Use realistic user agents to avoid being blocked:

network:
  user_agent: "Mozilla/5.0 (Windows NT 10.0; Win64; x64) AppleWebKit/537.36 (KHTML, like Gecko) Chrome/91.0.4472.124 Safari/537.36"

Rate Limiting

Configure appropriate rate limits to respect server resources:

# Global rate limiting
network:
  retry_delay: 2.0

# Per-source rate limiting
rate_limit: 1.5  # Minimum 1.5 seconds between requests

Performance Tuning

High-Performance Configuration

network:
  connect_timeout: 8
  read_timeout: 6
  pool_connections: 50
  pool_maxsize: 50

processing:
  max_workers: 16  # Adjust based on CPU cores
  skip_existing: true
  content_timeout: 20

Memory-Constrained Configuration

processing:
  max_workers: 4
  download_videos: false
  download_audio: false
  download_documents: false

logging:
  log_to_file: false  # Reduce memory usage

Configuration Examples

News Aggregation Setup

# Optimized for news aggregation
processing:
  max_workers: 12
  download_images: true
  download_videos: false

sources:
  priority:
    - "bbc"
    - "cnn"
    - "reuters"

bundles:
  daily_news:
    - "bbc"
    - "cnn"
    - "aljazeera"
    count: 50

Research Configuration

# Optimized for research/archival
processing:
  download_images: true
  download_videos: true
  download_documents: true
  skip_existing: false

logging:
  default_level: "DEBUG"
  log_to_file: true

output:
  create_date_folders: true
  sanitize_filenames: true

Configuration Management

Loading Custom Configuration

# Specify configuration file
export CAPCAT_CONFIG_FILE="config/production.yml"
./capcat bundle tech --count 10

# Multiple configuration files (merged in order)
export CAPCAT_CONFIG_FILES="config/base.yml,config/production.yml"

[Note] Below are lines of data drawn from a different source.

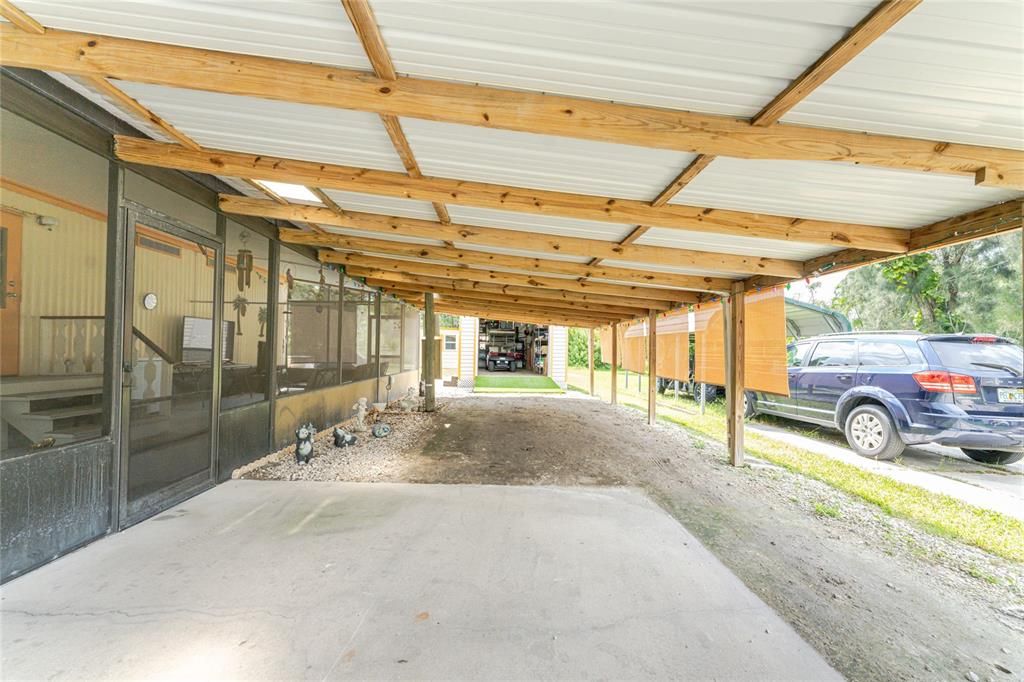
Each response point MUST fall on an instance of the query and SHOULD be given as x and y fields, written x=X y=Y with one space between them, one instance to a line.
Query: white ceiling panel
x=948 y=71
x=274 y=128
x=406 y=208
x=542 y=162
x=727 y=57
x=524 y=253
x=825 y=190
x=633 y=265
x=384 y=237
x=530 y=222
x=685 y=239
x=308 y=31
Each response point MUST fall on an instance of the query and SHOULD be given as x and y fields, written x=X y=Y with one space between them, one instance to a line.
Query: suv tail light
x=940 y=381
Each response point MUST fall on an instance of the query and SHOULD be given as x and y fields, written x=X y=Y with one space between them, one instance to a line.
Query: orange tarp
x=765 y=363
x=604 y=339
x=633 y=346
x=673 y=359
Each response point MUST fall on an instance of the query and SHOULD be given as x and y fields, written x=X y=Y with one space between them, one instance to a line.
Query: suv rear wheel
x=870 y=432
x=993 y=456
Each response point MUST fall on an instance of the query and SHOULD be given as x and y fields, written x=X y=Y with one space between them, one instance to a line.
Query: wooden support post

Configuration Validation Script

#!/usr/bin/env python3
"""Configuration validation script."""

import yaml
from pathlib import Path
from core.config import load_config, validate_config

def validate_config_file(config_path):
    """Validate a configuration file."""
    try:
        config = load_config(config_path)
        errors = validate_config(config)

        if errors:
            print(f"Configuration errors in {config_path}:")
            for error in errors:
                print(f"  - {error}")
        else:
            print(f"Configuration valid: {config_path}")

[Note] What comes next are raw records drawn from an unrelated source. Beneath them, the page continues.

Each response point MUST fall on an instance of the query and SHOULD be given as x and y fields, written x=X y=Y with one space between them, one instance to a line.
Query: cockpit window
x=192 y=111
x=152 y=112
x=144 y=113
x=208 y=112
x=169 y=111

    except Exception as e:
        print(f"Failed to load {config_path}: {e}")

if __name__ == "__main__":
    for config_file in ["capcat.yml", "capcat.json"]:
        if Path(config_file).exists():
            validate_config_file(config_file)
This configuration guide covers all aspects of Capcat configuration management. For source-specific configuration details, see the Source Development Guide.